While industry experts said that the deal would significantly enhance BP‘s presence in US shale products in comparison to its rivals, the company’s chief executive Bob Dudley described the deal as being a transformational one.
The acquisition would create a new period of growth for the company and would help enhance almost a fifth in production in BP’s US oil and gas production. The company has for years been under a $65 billion debt burden of the Deepwater Horizon disaster and had recently come out of the debt.
The deal covers 470,000 acres of assets in total which includes oil fields in the Permian in west Texas, the Eagle Ford in south Texas and Haynesville in east Texas and Louisiana.
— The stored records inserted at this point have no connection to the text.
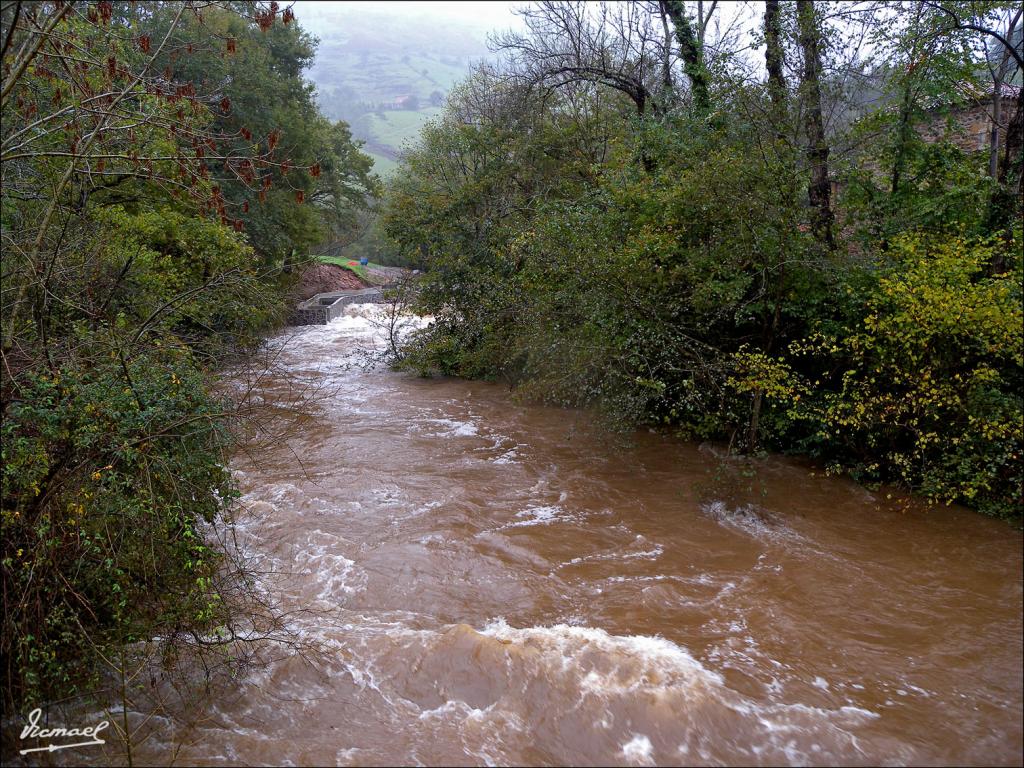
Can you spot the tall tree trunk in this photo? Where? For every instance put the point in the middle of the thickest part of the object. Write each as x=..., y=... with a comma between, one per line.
x=667, y=84
x=819, y=190
x=692, y=53
x=774, y=61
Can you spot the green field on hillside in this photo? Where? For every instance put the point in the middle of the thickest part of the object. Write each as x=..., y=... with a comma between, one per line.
x=395, y=129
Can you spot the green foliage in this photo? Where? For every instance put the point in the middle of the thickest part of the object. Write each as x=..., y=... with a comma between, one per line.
x=111, y=473
x=142, y=239
x=673, y=280
x=265, y=95
x=928, y=382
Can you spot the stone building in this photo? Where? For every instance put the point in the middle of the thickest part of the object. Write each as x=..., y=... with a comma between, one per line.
x=969, y=122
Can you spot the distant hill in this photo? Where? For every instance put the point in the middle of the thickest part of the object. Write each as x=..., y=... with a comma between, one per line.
x=387, y=73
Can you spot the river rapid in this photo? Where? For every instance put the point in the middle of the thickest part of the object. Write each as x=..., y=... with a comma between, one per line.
x=498, y=583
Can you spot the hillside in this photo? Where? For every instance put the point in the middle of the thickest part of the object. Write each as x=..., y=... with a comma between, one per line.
x=387, y=73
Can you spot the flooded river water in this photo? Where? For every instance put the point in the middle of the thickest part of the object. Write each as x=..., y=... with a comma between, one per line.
x=506, y=584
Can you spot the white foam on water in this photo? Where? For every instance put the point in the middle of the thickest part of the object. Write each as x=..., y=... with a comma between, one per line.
x=540, y=516
x=639, y=751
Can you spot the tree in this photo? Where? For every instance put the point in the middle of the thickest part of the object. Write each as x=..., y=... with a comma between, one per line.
x=819, y=189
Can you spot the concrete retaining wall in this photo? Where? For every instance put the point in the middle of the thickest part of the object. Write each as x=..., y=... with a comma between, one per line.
x=324, y=307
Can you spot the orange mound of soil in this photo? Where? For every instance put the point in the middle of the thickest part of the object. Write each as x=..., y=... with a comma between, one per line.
x=324, y=278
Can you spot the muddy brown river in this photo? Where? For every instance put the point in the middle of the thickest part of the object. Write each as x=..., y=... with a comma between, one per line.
x=507, y=584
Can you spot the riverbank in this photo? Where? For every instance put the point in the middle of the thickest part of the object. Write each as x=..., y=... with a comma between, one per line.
x=494, y=582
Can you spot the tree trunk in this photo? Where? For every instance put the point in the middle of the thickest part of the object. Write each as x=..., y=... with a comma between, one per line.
x=819, y=190
x=774, y=61
x=689, y=48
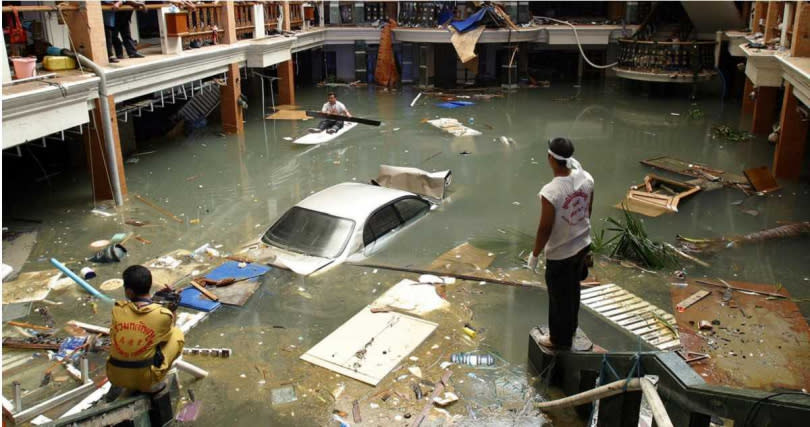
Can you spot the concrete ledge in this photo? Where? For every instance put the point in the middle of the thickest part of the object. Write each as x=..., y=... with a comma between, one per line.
x=309, y=39
x=348, y=35
x=31, y=115
x=663, y=77
x=797, y=72
x=762, y=67
x=269, y=51
x=172, y=70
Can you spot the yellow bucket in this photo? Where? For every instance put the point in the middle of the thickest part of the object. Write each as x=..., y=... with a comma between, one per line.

Among the three assets, the most valuable is the Eagle Ford one according to analysts because of its scale and economics. The greatest long-term promise was offered by the Permian asset.
After having bought the fields in 2011, BHP could not manage the assets and ultimately put them up for sale in August last year.
BP would however take a different approach, it said as it would synergize the assets with the other US perations and capital efficiencies worth $350 million.
“It gives us access to some of the best acreage in the best basins. It takes us into the very heart of the most-talked-about oil play in the world [the Permian]”, said Bernard Looney, the chief executive of BP’s upstream division.
He added that the UK oil giant was “not desperate to do a deal” but added that the deal was worthwhile because of the quality of the resources.
The production of BP would reach 885,000 barrels of oil equivalent per day from its current number of 744,000 boe/d after the deal.
“BP was previously underweight to US tight oil compared to its peers. This deal transforms BP’s US business,” Maxim Petrov, a senior analyst at Wood Mackenzie, said.
BP said it was making “conservative assumptions” about how much oil and gas could be pumped to begin with, given regional bottlenecks around infrastructure such as pipelines. “We think the infrastructure will get built out over the next two years,” Looney said.
In recent years, the largest deal made by BP was that of a $200 million investment in one of Europe’s largest solar companies and its 130 million pounds buying of the largest electric car charging company of the UK.